Kemal Kılıçdaroğlu, “Bu kadar yetki Atatürk’te bile yoktu” diyor, Meclis’in Başkomutanlık yasasını bin bir nazla onayladığını söylüyor.
Fatih Altaylı diyemiyor ki, “Ne alaka birader? Başkomutanlık meselesiyle, Cumhurbaşkanlığı sisteminin ne alakası var? Başkomutanlık meselesi, evet, Meclis’te tartışma konusu olmuştur ama her defasında Atatürk kazanmıştır. Bugün için bile, tartışmalı bir konudur o...”
Evet, tartışmalıdır...
Bursa’nın düşmesi (bir rivayete göre Yunan birliklerine teslim edilmesi), bir yönüyle Başkomutanlık meselesiyle ilgilidir...
Kaldı ki, Atatürk, hem Meclis Başkanlığı döneminde, hem Başkomutanlık döneminde, hem de Cumhurbaşkanlığı döneminde sonsuz (ve sınırsız) yetkiyle donatılmıştır.
Bugünkü anayasa değişikliği hükümetin teşkilinde (sadece hükümetin teşkilinde) Cumhurbaşkanına Kanun Hükmünde Kararname çıkarma yetkisi veriyor.
Doğrudur, Atatürk’ün “Kanun Hükmünde Kararname” çıkarma yetkisi yoktu. Çünkü söylediği her şey kanundu.
Kemal Kılıçdaroğlu, bilmediği, üstelik bilmediğini de bilmediği konularda atıp tutuyor, tarihten “hükümler” çıkarıyor, totolojinin dibini buluyor... “Ben ne yetersiz, ne bilgisiz, ne cahil bir adammışım” diyeceğine, bir de tutup “Efendim, yakın tarihimizi bilmiyoruz, yakın tarihimizi öğrenelim!” diye ahkâm kesiyor.
Fatih Altaylı diyemiyor ki, “Sen yakın tarihimizi biliyorsun da, ne oluyor? Çift taraflı ajan, silah tüccarı ve savaş spekülatörü Parvus Efendi’yi ‘Türk büyüğü’ sanıyorsun.”

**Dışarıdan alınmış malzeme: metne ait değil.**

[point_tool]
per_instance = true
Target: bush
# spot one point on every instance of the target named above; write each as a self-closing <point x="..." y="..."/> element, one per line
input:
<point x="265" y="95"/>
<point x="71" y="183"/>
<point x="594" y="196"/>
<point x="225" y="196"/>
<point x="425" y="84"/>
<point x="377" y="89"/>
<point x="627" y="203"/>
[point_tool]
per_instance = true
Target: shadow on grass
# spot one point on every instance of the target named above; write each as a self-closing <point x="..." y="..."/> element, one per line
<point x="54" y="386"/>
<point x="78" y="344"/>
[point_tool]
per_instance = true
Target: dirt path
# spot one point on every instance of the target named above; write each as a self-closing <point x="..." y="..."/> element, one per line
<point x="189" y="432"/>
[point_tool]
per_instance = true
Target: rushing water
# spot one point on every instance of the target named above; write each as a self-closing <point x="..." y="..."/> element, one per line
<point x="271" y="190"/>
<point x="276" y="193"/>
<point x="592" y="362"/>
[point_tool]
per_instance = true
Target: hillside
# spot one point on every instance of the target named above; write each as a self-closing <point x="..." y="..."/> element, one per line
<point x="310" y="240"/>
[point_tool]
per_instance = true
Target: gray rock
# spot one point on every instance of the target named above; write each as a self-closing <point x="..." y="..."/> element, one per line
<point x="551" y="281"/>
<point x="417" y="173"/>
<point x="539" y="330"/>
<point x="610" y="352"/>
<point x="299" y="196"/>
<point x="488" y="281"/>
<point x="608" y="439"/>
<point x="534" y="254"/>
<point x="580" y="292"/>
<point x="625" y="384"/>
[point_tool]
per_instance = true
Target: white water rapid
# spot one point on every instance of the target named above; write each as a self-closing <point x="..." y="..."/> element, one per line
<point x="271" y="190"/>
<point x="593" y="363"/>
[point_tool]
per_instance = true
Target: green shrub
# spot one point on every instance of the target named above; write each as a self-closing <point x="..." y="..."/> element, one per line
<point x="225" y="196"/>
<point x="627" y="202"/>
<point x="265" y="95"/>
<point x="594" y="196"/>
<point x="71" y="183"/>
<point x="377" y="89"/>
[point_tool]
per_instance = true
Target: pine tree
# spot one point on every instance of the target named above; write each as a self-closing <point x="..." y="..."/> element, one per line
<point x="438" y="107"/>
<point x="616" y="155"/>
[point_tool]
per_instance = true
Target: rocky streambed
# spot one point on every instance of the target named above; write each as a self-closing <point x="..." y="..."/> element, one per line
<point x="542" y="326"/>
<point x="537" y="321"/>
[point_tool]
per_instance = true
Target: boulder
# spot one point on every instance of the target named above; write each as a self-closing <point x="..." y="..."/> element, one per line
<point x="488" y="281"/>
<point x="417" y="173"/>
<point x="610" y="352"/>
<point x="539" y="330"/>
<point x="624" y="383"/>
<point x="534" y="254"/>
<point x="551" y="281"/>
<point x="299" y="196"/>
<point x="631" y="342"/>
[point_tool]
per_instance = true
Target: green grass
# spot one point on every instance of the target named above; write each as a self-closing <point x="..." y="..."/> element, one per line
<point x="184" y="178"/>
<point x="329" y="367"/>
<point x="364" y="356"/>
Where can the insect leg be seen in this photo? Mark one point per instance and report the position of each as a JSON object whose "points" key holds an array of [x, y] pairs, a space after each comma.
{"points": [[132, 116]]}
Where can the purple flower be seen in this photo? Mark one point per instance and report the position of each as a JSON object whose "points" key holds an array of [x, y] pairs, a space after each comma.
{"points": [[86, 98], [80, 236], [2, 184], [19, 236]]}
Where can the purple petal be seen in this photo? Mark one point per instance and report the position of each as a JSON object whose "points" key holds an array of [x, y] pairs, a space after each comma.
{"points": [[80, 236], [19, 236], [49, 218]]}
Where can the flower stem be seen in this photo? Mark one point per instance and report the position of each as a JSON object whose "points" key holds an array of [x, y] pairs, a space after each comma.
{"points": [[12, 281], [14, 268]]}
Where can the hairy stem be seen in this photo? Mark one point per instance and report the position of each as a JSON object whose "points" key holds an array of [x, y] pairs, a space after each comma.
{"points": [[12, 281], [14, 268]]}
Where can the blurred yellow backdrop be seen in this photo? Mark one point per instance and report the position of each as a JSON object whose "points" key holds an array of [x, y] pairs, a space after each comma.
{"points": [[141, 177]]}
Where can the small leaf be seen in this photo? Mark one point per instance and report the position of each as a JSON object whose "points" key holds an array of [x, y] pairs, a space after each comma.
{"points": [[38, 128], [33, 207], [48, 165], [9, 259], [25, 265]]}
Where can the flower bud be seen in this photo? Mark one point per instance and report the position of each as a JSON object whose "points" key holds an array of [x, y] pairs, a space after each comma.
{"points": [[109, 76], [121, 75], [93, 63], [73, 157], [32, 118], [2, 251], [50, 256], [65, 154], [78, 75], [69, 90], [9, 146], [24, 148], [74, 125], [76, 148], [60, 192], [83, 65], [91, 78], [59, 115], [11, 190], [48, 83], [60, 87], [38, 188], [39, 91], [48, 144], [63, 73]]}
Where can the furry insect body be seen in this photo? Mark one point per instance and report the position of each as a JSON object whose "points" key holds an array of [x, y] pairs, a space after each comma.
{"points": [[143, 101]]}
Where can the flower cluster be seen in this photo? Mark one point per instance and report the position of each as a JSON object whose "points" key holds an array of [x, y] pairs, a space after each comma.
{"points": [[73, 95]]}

Kemal Kılıçdaroğlu, “Terör konusunda ciddi bir mücadele olursa, devletin güvenlik güçlerinin önlerindeki engeller kaldırılırsa akılcı bir politikayla terör bitirilebilir. Muhalefet olarak her desteği vermeye hazırız. Burada Ortadoğu’da IŞİD konusunda El Nusra konusunda Türkiye’nin arasına çok net mesafe koyması lazım.”
Fatih Altaylı diyemiyor ki, “Terörle mücadelede güvenlik güçlerinin önünde hangi engeller var? Bugüne kadar verilen mücadelede ne tür ciddiyetsizlikler saptadın? IŞİD’den, El Nusra’dan söz ediyorsun da, neden FETÖ’yü, PKK’yı, DHKP-C’yi hiç anmıyorsun?”
Terörle mücadelede her türlü desteği vermeye hazır Kılıçdaroğlu’nun, hatırladığımız kadarıyla, “Bu işi parlamento zemininde çözelim” diye bir açıklaması vardı.
İş parlamentoya taşındığında, utanmadan yan çizdi.
Bir adamı da çıktı, “Ahan da Oslo belgeleri... Bunlar terör örgütüyle müzakere yürütüyor, çözüm getirecekler” diye FETÖ avukatlığına soyundu.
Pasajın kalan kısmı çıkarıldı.